Garbage Collection (GC) automatically identifies and reclaims memory that is no longer in use. Rather than explicitly marking objects as garbage, modern GC implementations track which objects are still in use and treat everything else as reclaimable. This fundamental inversion forms the basis of automated memory management in the JVM.
This overview covers the general characteristics, key concepts, and implementation algorithms of garbage collection, with a focus on Oracle Hotspot and OpenJDK behavior.
Manual Memory Management
Before automated garbage collection became standard, developers had to explicitly allocate and free memory. Forgetting to release memory resulted in allocated blocks that could never be reused—a condiiton known as memory leak.

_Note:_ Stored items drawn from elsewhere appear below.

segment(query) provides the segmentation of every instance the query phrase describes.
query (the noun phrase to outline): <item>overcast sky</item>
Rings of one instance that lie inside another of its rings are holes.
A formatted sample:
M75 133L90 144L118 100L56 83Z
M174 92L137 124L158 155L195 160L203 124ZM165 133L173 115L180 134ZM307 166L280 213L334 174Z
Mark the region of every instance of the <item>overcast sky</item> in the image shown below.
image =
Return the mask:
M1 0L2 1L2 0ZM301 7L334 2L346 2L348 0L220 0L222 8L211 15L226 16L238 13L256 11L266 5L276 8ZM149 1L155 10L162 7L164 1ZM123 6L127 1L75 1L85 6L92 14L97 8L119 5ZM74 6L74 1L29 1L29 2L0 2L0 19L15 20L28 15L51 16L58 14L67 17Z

The following C example demonstrates the pitfals of manual memory control:
int process_data() {
size_t count = calculate_size();
int *buffer = malloc(count * sizeof(int));
if (load_data(count, buffer) < count) {
// Memory not released on early return!
return -1;
}
// perform operations...
free(buffer);
return 0;
}
In complex codebases, releasing memory at the right moment becomes error-prone. This led to the development of automatic memory management mechanisms.
Reference Counting
Early garbage collection algorithms relied on reference counting. Each object maintains a counter tracking how many references point to it. When the count reaches zero, the object becomes reclaimable. C++ smart pointers illustrate this concept:
int process_items() {
size_t length = determine_length();
std::shared_ptr<std::vector<int>> data
= std::make_shared<std::vector<int>>();
if (populate_data(length, data) < length) {
return -1;
}
return 0;
}
The shared_ptr tracks reference counts automatically. Counts increment when passed as parameters and decrement when leaving scope. When the count reaches zero, the underlying vector is deallocated. Languages like Perl, Python, and PHP use similar mechanisms.
The diagram below illustrates this concept:
Green elements (GC Roots) represent objects currently accessible by the program. Blue circles are reachable objects with their reference counts displayed. Gray circles are objects no longer referenced with in any scope—these are candidates for garbage collection.
However, reference counting suffers from a critical weakness: cyclic references. Objects may reference each other while no external code holds references to the group. This creates a detached cycle where reference counts never reach zero:
Red objects in the diagram form a cycle with references pointing only to each other. No external references exist, yet the reference counts remain non-zero, causing memory to be retained indefinitely.
Some languages address this through weak references or supplementary cycle detection algorithms.
Mark and Sweep Algorithm
The JVM defines object reachability explicitly through Garbage Collection Roots (GC Roots), which include:
- Local variables in currently executing methods
- Active threads
- Static fields
- JNI references
- Other JVM-specific roots
The JVM employs the Mark and Sweep algorithm to identify and reclaim unreachable objects:
Marking Phase: The collector traverses all reachable objects starting from GC Roots and records their status in native memory.
Sweeping Phase: Memory occupied by unmarked (unreachable) objects becomes available for future allocations.
Various JVM implementations use this foundation with adaptations: Parallel Scavenge, Parallel Mark+Copy, and CMS each implement the two-phase approach differently while maintaining the core principles.
A significant advantage of mark-and-sweep over pure reference counting is immunity to cyclic reference problems:
Objects in isolated cycles have no path back to GC Roots, making them properly identified as garbage and eligible for reclamation.
The trade-off involves Stop-The-World (STW) pauses. During garbage collection, application threads must halt because object references continuously change during normal execution. The JVM suspends all threads to perform a consistent snapshot of reachable objects. While various factors can trigger STW pauses, garbage collection remains the primary cause.
This guide explores JVM garbage collection implementation details and strategies for efficient memory management.